Nora climbed out of the trench, moved to the door. “What’s the problem?” she said, keeping her voice steady. O’Shaughnessy joined her.
“Problem with smell! Open up!”
“There’s no smell in here,” said Nora. “It must be coming from somewhere else.”
“It come from here, up through floor! I smell all night, it much worse now when I come out of apartment. Open up!”
“I’m just cooking, that’s all. I’ve been taking a cooking class, but I guess I’m not very good yet, and—”

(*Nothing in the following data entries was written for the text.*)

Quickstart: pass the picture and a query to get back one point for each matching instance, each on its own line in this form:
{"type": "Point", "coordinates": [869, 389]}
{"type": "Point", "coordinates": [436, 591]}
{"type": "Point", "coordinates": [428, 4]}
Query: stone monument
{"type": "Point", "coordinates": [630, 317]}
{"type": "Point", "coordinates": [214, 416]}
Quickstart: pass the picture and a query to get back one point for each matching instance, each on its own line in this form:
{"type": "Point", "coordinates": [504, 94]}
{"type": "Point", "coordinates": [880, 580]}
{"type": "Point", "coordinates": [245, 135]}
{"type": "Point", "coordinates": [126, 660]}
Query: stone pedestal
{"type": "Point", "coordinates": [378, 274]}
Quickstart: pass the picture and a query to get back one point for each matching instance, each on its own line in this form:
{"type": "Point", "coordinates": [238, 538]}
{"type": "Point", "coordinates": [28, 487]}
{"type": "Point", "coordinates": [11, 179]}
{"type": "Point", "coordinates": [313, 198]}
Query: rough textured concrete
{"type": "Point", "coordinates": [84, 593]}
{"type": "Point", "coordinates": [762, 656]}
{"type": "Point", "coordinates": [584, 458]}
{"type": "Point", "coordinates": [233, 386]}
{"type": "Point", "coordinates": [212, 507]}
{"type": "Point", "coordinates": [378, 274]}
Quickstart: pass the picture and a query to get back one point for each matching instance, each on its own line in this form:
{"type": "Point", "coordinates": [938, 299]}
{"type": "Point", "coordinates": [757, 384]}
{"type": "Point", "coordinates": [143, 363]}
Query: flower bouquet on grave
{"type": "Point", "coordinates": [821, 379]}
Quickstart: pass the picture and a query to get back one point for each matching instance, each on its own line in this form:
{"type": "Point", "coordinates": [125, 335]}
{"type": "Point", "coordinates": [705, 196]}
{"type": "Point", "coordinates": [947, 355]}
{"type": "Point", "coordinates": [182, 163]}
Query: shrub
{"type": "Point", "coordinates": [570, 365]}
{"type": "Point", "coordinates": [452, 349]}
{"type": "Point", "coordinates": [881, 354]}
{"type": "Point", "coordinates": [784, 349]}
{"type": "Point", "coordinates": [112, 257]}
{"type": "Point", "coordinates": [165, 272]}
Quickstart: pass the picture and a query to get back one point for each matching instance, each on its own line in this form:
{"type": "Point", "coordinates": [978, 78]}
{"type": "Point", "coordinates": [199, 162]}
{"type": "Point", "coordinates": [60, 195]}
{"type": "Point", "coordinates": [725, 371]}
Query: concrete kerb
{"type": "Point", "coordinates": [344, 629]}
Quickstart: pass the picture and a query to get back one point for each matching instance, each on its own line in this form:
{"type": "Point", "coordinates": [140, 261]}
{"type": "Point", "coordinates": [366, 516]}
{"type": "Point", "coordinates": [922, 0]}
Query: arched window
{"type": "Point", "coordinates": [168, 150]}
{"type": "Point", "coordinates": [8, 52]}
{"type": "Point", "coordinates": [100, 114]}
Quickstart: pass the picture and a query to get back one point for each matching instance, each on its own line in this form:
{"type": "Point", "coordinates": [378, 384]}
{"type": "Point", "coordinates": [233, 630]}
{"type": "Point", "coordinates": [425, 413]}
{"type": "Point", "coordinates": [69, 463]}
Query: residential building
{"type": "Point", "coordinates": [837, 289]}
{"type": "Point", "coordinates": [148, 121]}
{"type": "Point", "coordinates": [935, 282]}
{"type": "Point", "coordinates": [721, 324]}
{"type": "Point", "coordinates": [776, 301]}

“That no cooking smell! Smell like shit! This nice apartment building! I call police!” Another furious volley of pounding.
Nora looked at Pendergast, who lay still, wraith-like, eyes closed. She turned to O’Shaughnessy.
“She wants the police,” he said with a shrug.
“But you’re not in uniform.”
“I’ve got my shield.”
“What are you going to say?”
The pounding continued.
“The truth, of course.” O’Shaughnessy slid toward the door, undid the locks, and let the door fall open.
The squat, heavyset landlady stood in the door. Her eyes darted past O’Shaughnessy, saw the gigantic hole in the living room floor, the piles of dirt and bricks beyond, the exposed upper half of a skeleton. A look of profound horror blossomed across her face.
O’Shaughnessy opened his wallet to display his shield, but the woman seemed not to notice. She was transfixed by the hole in the floor, the skeleton grinning up at her from the bottom.
“Mrs.—Lee, was it? I’m Sergeant O’Shaughessy of the New York Police Department.”
Still the lady stared, slack-jawed.
“There’s been a murder in this apartment,” O’Shaughnessy said matter-of-factly. “The body was buried under the floor. We’re investigating. I know it’s a shock. I’m sorry, Mrs. Lee.”
Finally, the woman seemed to take notice of him. She turned slowly, looking first at his face, then at his badge, then at his gun. “Wha—?”
“A murder, Mrs. Lee. In your apartment.”